Saguingouara’s insistence on a laundry clause signaled his adhesion to European standards of cleanliness that were culturally more compatible with his elite French guardian’s notions of washing than indigenous ones. It hinted, materially, at his apparent achievement of ‘frenchness.’ This was a concept linked to the official French assimilationist policy of “frenchification,” itself premised on a fluid concept of identity as hierarchically ordered but also mutable and malleable, being dependent on climate, environment, as well as religion and culture.
Saguingoura’s notion of cleanliness, like that of his French guardian, was predicated on the display of laundered clothing. Laundering, as in this voyageur contract, referred specifically to the cleaning of “small” linens. As a rule, for men these would be limited to shirts, handkerchiefs and stockings.
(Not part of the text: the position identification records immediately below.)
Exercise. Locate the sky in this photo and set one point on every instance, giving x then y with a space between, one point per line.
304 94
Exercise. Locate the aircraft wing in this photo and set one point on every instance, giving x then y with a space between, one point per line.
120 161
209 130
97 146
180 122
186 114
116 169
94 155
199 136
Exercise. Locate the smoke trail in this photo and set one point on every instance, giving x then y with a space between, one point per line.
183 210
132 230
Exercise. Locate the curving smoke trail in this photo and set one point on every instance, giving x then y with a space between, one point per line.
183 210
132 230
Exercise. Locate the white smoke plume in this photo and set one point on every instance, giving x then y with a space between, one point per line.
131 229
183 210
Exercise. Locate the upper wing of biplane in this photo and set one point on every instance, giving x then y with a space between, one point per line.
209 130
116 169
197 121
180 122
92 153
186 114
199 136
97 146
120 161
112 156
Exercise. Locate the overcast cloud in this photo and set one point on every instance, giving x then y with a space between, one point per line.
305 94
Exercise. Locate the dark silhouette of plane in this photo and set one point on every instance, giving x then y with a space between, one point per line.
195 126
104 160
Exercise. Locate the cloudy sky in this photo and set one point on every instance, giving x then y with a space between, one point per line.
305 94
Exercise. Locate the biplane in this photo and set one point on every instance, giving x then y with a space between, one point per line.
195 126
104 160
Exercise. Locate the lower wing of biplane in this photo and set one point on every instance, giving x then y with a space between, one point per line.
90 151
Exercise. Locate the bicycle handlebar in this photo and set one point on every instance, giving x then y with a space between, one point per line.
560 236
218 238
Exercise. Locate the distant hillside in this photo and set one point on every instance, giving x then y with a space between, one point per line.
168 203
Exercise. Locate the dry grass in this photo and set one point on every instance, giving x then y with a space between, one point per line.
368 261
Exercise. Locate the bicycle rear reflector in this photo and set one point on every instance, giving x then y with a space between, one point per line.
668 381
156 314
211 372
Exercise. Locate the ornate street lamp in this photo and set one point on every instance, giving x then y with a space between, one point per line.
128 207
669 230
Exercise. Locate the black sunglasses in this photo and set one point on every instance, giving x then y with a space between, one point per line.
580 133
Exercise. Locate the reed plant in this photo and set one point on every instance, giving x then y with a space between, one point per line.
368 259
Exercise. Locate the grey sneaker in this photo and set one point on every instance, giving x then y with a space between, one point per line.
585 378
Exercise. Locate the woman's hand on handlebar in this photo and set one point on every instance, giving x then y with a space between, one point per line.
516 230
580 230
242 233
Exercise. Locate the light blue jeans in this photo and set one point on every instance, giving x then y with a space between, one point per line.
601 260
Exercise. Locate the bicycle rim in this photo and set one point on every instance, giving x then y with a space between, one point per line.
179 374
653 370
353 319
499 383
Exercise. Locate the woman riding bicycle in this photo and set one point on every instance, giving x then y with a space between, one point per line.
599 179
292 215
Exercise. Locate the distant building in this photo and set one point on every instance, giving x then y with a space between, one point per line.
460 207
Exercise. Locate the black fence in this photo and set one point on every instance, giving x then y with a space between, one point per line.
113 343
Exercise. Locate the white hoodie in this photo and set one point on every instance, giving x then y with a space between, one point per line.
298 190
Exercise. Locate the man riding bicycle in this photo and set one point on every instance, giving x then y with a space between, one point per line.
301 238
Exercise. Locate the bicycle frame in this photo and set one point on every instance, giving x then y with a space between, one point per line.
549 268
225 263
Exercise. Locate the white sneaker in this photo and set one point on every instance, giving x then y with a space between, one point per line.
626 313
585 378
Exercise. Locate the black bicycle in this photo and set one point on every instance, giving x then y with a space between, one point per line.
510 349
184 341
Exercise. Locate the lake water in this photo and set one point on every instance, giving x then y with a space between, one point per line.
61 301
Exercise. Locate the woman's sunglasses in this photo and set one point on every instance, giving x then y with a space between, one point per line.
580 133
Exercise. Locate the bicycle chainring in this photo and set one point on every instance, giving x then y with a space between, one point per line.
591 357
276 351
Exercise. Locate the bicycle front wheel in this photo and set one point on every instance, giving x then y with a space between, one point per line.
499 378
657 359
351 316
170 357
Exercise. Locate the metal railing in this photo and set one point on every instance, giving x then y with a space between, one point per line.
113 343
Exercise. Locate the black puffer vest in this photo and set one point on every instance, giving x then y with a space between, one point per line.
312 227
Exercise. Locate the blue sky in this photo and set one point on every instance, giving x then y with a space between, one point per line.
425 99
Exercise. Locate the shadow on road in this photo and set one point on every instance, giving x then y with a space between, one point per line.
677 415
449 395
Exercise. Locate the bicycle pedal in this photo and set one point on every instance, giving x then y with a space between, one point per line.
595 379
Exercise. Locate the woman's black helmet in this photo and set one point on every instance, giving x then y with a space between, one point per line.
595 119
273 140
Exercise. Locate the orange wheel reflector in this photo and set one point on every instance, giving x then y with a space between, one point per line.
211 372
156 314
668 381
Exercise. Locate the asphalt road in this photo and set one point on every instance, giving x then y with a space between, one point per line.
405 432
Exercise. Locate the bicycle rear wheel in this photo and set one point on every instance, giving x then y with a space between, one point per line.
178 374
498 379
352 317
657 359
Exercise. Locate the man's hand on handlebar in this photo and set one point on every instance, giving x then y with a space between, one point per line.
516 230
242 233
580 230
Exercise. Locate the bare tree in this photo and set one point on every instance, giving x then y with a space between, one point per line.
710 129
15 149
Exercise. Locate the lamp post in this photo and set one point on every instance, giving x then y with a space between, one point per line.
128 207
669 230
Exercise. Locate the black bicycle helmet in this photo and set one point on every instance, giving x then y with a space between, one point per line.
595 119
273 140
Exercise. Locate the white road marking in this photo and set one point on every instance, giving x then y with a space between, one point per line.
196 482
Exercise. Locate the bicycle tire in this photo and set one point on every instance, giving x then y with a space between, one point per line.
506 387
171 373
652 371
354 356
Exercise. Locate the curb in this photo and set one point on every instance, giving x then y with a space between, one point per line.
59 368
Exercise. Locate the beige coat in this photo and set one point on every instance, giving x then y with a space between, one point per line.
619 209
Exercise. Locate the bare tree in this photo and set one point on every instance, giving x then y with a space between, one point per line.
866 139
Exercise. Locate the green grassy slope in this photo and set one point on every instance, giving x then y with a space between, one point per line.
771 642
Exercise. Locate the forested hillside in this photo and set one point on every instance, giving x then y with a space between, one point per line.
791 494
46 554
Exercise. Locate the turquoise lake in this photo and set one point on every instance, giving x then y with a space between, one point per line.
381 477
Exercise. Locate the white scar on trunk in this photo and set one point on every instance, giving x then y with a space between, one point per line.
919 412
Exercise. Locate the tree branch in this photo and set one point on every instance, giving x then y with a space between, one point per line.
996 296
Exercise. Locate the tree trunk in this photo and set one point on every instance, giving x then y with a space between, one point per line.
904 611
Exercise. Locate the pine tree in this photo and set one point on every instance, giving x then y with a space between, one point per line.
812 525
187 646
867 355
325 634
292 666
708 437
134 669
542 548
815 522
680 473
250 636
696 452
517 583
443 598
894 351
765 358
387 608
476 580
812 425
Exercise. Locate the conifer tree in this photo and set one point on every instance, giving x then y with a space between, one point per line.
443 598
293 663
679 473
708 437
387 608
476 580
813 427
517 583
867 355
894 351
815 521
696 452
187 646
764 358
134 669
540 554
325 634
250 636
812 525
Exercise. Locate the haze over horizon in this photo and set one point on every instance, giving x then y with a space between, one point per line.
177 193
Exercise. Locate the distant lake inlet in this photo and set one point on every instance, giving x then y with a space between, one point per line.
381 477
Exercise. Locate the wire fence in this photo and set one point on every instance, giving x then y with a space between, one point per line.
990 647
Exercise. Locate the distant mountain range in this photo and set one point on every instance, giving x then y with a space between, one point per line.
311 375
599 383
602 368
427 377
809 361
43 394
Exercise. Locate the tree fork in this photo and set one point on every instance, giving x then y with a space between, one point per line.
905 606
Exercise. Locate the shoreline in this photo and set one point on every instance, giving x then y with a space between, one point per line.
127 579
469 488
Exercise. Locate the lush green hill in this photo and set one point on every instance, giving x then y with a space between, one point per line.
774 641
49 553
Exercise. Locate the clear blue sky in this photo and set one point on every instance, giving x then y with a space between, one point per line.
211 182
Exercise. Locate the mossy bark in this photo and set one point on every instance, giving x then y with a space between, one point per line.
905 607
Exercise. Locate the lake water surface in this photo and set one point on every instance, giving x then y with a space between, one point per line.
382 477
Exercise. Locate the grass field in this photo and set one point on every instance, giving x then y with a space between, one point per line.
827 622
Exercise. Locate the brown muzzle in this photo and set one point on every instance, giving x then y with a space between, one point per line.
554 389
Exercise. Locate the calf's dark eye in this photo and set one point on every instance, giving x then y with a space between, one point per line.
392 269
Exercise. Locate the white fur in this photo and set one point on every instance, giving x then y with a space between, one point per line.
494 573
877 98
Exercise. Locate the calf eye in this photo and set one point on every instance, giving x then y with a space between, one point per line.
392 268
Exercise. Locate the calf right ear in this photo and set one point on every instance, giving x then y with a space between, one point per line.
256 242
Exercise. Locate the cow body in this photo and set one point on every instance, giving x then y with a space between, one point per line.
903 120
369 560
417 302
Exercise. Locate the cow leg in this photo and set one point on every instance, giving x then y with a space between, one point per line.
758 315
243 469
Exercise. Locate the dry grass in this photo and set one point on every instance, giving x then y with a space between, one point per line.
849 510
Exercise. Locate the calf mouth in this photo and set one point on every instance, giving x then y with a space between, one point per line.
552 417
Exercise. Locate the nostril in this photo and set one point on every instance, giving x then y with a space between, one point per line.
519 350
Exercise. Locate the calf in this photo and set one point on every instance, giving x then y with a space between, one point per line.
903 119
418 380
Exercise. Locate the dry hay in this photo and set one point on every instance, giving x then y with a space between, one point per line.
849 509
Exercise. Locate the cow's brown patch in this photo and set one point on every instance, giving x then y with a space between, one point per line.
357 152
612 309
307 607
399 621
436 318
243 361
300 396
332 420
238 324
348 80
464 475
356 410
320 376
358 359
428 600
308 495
For the French as with other Europeans in this period, it was the act of changing into laundered linen (rather than washing the body) that was understood to effectively clean the body by absorbing any grime. Indeed, the emphasis on laundering practices obfuscated a profound disconnect between the cleansing powers of laundered linens and a repulsion towards washing bodies stemming from anxieties about disease (fears that were crystallized in the emphasis on the role of water in rituals). But for those Indians encountered by the French in Louisiana, clothing was not subject to being washed, though bodies might be, marking a key point of divergence with eighteenth-century French cultural norms.
This distinction in concepts of cleanliness, I suggest, is crucial for understanding how Europeans apprehended indigenous bodies, and how they rationalized differences in skin color. In the eighteenth century, and in spite of the emergence of increasingly proto-biological notions of a fixed ‘racial’ identity, travelers and settlers continued to linger on the effects of the environment on the development of skin color. They also stressed the role played by the regular application of grease as a factor in the darkening of skin. The absence of clothes washing (and thus, of clean bodies) to remove and negate the effects of this application of grease provided a key logistical step in Europeans’ explanations of the skin tone of indigenous populations. Saguingouara’s voyageur contract thus sheds light on French-Indian notions of ethnicity as (literally) embodied in cultural practices such as washing.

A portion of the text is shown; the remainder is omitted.